We told our stories round-robin, past midnight till dawn.
Some of us knew each other since childhood,
some we had met only hours ago.
Some were impatient to sleep with day-sting in their eyes,
the rest insisted the night couldn’t end until we saw the sunrise.
All we knew was this moment would never come again;
these twelve never gathered, this fire a different color on
another planet or
another day.
We were attached to each other by the web of our voices,
the stories a silken thread stitching us like a firefly’s smoking jacket.
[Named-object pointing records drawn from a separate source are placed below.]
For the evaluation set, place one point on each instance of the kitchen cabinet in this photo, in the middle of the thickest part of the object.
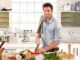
(70, 19)
(4, 19)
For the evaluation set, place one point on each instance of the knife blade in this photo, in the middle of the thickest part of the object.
(37, 47)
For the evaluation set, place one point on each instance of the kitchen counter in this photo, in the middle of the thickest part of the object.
(40, 57)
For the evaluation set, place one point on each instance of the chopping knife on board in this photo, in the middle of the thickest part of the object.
(2, 44)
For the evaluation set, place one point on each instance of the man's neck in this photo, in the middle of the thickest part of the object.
(48, 19)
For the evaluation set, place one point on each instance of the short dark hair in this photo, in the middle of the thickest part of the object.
(48, 5)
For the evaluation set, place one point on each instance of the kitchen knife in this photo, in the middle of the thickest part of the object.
(2, 44)
(37, 47)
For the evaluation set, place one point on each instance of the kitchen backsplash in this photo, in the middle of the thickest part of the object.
(70, 34)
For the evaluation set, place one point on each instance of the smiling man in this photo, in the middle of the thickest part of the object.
(48, 30)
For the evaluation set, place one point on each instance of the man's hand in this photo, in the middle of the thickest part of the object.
(38, 40)
(41, 50)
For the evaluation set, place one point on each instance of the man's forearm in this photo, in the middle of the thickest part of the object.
(53, 45)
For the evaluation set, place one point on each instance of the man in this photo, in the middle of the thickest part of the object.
(48, 30)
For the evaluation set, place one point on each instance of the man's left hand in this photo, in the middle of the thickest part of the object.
(41, 50)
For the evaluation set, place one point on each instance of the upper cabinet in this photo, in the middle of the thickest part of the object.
(69, 13)
(4, 19)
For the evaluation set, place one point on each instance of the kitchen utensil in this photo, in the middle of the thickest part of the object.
(37, 47)
(2, 44)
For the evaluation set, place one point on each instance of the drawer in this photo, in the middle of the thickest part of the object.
(4, 14)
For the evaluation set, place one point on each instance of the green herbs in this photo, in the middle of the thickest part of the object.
(52, 56)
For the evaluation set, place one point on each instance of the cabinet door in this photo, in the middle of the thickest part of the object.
(70, 19)
(4, 19)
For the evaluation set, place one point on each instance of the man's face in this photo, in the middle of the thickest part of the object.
(47, 12)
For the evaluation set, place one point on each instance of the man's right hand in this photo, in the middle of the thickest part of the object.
(38, 40)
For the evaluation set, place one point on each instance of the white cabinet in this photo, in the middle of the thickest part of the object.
(4, 19)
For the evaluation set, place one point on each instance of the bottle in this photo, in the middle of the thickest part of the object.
(67, 7)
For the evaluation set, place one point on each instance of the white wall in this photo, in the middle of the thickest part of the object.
(6, 3)
(65, 30)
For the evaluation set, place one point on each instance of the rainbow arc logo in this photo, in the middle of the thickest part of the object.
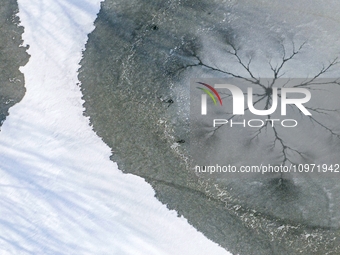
(208, 92)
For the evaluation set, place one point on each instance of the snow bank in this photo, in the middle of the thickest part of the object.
(60, 193)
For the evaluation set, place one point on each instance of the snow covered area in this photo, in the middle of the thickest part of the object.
(60, 193)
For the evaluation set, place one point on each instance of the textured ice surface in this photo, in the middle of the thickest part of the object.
(135, 79)
(59, 192)
(12, 56)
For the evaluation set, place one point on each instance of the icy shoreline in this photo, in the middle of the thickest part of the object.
(60, 193)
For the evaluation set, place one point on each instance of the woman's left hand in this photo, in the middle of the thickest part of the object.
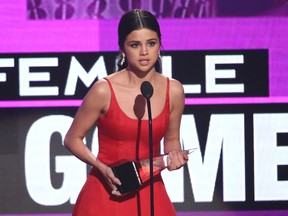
(176, 159)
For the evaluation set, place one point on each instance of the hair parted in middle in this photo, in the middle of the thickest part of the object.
(134, 20)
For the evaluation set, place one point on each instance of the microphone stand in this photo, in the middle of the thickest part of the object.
(151, 158)
(147, 92)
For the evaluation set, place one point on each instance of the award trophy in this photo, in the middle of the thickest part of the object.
(133, 174)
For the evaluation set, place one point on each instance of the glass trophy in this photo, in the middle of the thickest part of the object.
(133, 174)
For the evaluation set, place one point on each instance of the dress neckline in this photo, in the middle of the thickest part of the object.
(113, 98)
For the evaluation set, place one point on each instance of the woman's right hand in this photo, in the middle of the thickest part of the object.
(111, 180)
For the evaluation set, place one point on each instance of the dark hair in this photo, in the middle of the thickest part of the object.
(133, 20)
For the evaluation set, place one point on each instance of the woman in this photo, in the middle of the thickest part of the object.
(116, 105)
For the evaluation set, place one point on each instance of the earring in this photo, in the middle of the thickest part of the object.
(122, 60)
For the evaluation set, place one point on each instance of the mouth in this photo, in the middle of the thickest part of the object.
(144, 62)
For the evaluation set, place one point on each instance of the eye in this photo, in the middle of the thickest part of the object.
(134, 45)
(151, 43)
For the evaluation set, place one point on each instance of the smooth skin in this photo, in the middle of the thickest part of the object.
(141, 48)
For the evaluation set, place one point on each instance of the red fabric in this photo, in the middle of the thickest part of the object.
(122, 138)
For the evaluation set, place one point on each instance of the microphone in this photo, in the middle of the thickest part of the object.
(147, 89)
(147, 92)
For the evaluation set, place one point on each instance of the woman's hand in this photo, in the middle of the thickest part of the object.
(176, 159)
(111, 180)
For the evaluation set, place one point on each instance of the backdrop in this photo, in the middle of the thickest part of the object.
(231, 57)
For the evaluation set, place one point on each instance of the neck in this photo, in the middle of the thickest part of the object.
(138, 78)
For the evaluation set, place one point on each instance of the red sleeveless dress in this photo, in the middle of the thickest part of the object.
(123, 138)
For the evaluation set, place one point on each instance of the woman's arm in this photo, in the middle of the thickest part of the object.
(172, 137)
(95, 104)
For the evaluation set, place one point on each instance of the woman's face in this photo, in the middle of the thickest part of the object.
(141, 48)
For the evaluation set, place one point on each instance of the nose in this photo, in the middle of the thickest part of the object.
(143, 50)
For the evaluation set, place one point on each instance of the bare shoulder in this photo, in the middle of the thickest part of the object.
(176, 88)
(100, 88)
(98, 97)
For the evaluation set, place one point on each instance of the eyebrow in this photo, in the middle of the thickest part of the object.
(135, 41)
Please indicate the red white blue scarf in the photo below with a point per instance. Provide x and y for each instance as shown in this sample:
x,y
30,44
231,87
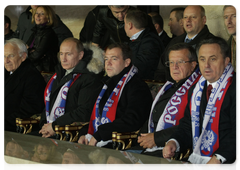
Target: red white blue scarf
x,y
206,143
58,108
175,107
109,110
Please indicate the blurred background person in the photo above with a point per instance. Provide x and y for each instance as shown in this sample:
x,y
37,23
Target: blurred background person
x,y
43,43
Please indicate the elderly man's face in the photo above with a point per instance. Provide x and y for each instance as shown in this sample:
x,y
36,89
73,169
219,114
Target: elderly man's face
x,y
119,13
180,70
35,3
114,62
193,22
11,57
69,55
232,20
3,27
211,62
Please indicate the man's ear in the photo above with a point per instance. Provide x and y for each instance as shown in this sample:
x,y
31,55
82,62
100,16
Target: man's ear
x,y
80,55
7,25
181,22
127,62
227,60
204,19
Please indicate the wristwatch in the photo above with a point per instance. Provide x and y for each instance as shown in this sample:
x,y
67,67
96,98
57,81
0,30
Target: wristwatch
x,y
218,158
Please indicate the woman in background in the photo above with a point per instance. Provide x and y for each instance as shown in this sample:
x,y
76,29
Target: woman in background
x,y
43,43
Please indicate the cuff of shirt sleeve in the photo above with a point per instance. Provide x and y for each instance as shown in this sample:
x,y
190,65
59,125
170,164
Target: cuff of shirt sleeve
x,y
177,144
53,125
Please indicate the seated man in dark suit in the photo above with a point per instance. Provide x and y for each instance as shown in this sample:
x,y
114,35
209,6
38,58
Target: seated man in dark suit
x,y
124,103
21,86
169,105
146,45
194,23
211,121
72,91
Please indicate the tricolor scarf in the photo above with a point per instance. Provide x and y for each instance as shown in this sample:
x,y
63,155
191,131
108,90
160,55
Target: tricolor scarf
x,y
109,110
175,107
58,108
206,143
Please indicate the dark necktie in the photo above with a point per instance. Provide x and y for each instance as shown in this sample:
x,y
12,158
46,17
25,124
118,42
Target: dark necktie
x,y
188,40
209,89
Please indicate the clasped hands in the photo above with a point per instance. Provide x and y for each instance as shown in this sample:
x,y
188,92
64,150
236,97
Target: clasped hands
x,y
83,140
146,140
47,130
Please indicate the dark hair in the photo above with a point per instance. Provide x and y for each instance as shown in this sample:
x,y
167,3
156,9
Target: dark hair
x,y
6,20
192,56
117,3
225,51
50,14
231,3
138,18
78,43
126,51
156,19
201,8
179,12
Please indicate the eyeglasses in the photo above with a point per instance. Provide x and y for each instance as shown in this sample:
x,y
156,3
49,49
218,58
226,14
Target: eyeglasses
x,y
179,63
10,56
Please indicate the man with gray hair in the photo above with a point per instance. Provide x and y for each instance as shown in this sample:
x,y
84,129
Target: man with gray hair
x,y
21,85
176,21
232,22
194,23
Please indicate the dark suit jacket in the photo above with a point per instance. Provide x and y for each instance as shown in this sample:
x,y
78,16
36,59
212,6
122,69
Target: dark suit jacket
x,y
229,122
86,33
204,33
21,94
146,49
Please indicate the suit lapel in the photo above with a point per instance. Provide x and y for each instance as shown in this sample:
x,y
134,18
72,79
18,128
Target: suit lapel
x,y
9,85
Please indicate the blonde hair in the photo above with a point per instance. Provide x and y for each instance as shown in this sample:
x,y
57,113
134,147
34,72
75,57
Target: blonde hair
x,y
49,13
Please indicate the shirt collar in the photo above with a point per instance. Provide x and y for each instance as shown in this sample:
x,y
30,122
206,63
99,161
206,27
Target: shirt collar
x,y
69,71
213,84
135,36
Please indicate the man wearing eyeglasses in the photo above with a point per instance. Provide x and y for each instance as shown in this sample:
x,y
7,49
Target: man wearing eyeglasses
x,y
169,105
21,86
210,125
194,23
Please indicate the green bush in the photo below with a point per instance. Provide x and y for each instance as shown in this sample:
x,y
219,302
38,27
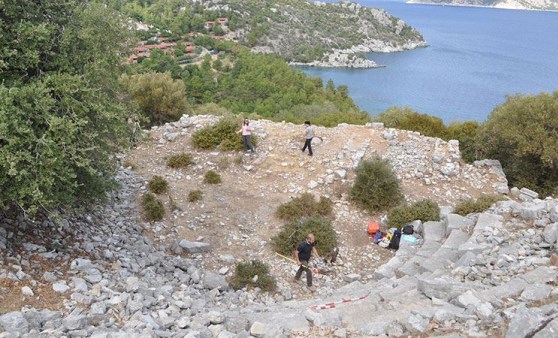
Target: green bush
x,y
160,98
195,195
465,133
212,177
223,134
425,210
304,206
481,204
245,273
180,161
376,186
294,232
153,209
158,185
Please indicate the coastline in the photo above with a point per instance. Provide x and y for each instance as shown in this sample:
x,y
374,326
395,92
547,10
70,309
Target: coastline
x,y
411,2
348,58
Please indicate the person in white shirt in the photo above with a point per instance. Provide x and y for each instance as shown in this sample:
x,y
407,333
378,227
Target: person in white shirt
x,y
308,136
246,131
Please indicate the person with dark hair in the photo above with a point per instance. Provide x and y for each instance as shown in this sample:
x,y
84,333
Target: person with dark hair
x,y
308,136
246,131
302,255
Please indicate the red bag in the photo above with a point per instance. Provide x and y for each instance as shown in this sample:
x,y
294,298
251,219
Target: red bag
x,y
373,227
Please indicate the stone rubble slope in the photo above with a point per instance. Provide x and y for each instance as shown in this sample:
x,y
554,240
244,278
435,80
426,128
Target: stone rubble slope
x,y
485,275
480,275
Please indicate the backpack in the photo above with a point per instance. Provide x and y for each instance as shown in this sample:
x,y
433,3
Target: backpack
x,y
408,229
378,237
395,239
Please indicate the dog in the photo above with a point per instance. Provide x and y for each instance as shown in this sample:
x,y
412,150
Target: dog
x,y
331,257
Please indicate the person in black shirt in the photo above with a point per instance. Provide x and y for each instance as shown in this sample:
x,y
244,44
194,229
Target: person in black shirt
x,y
302,255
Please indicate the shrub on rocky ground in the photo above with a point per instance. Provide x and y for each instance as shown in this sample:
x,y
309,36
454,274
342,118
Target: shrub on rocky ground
x,y
195,195
158,185
304,206
223,163
425,210
153,209
254,274
294,232
212,177
376,185
180,161
129,164
482,203
223,134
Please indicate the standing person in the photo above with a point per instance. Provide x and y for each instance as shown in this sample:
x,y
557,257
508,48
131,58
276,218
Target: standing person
x,y
308,136
133,122
302,255
246,131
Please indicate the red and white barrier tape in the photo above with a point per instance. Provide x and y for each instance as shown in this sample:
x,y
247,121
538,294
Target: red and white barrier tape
x,y
332,305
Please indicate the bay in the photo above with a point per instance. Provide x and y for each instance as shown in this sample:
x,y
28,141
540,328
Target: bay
x,y
476,56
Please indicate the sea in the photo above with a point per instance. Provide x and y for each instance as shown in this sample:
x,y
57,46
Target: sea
x,y
476,58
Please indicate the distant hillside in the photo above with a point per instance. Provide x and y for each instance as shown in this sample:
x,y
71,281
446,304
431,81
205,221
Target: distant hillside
x,y
510,4
303,31
318,33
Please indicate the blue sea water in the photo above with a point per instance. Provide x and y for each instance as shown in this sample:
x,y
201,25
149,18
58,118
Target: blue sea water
x,y
475,57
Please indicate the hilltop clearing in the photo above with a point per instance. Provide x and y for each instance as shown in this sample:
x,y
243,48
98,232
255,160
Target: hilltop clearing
x,y
237,216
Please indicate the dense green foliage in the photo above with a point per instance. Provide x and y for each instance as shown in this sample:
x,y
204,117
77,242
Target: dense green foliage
x,y
376,186
159,98
481,204
212,177
254,274
267,86
180,161
425,210
466,133
158,185
60,121
153,209
408,119
304,206
522,134
294,232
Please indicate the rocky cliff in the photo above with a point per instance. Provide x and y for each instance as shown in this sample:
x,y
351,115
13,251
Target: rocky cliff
x,y
107,273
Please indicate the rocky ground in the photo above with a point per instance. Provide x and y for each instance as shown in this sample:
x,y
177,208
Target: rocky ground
x,y
107,273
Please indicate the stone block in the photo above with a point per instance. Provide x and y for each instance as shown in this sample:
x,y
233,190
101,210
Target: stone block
x,y
213,280
352,277
13,322
524,322
455,221
455,240
534,292
532,211
194,247
542,274
434,231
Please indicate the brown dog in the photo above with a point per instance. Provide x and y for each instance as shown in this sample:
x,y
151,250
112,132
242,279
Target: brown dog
x,y
332,256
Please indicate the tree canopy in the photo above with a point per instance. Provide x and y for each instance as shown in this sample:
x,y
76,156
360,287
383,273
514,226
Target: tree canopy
x,y
522,134
60,119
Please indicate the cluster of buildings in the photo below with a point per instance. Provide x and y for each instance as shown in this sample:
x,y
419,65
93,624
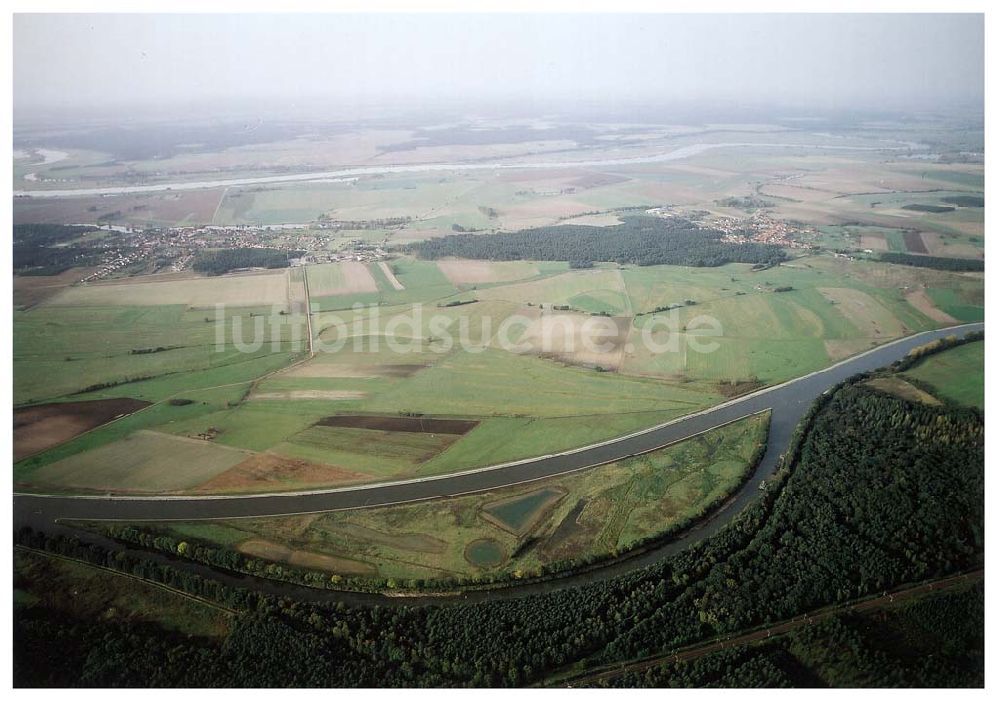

Some of us had seen the aurora borealis just the night
before,
and swore
God was speaking on the mountain trail we snuck upon
well after curfew. We smoked cigarettes and held them in
the air like votive candles.
But the breathing fire that was our center; the mass
that was
equidistant from each of us seemed touchable that night (though
none of us thought to hold an ember in our hand.) We were
baby birds learning each other’s languages, a tired menagerie
in the Sierra Nevadas, just a handful of whelps from the East Bay.
We have flared from there in every direction, as
different as
we were the same that night. But the threads still contain us,
the night still calls us, and the stories are written upon the sky
in the hearts of stars that hid our chatter and occasional tears
in eternal vaults. No one is ever unmet.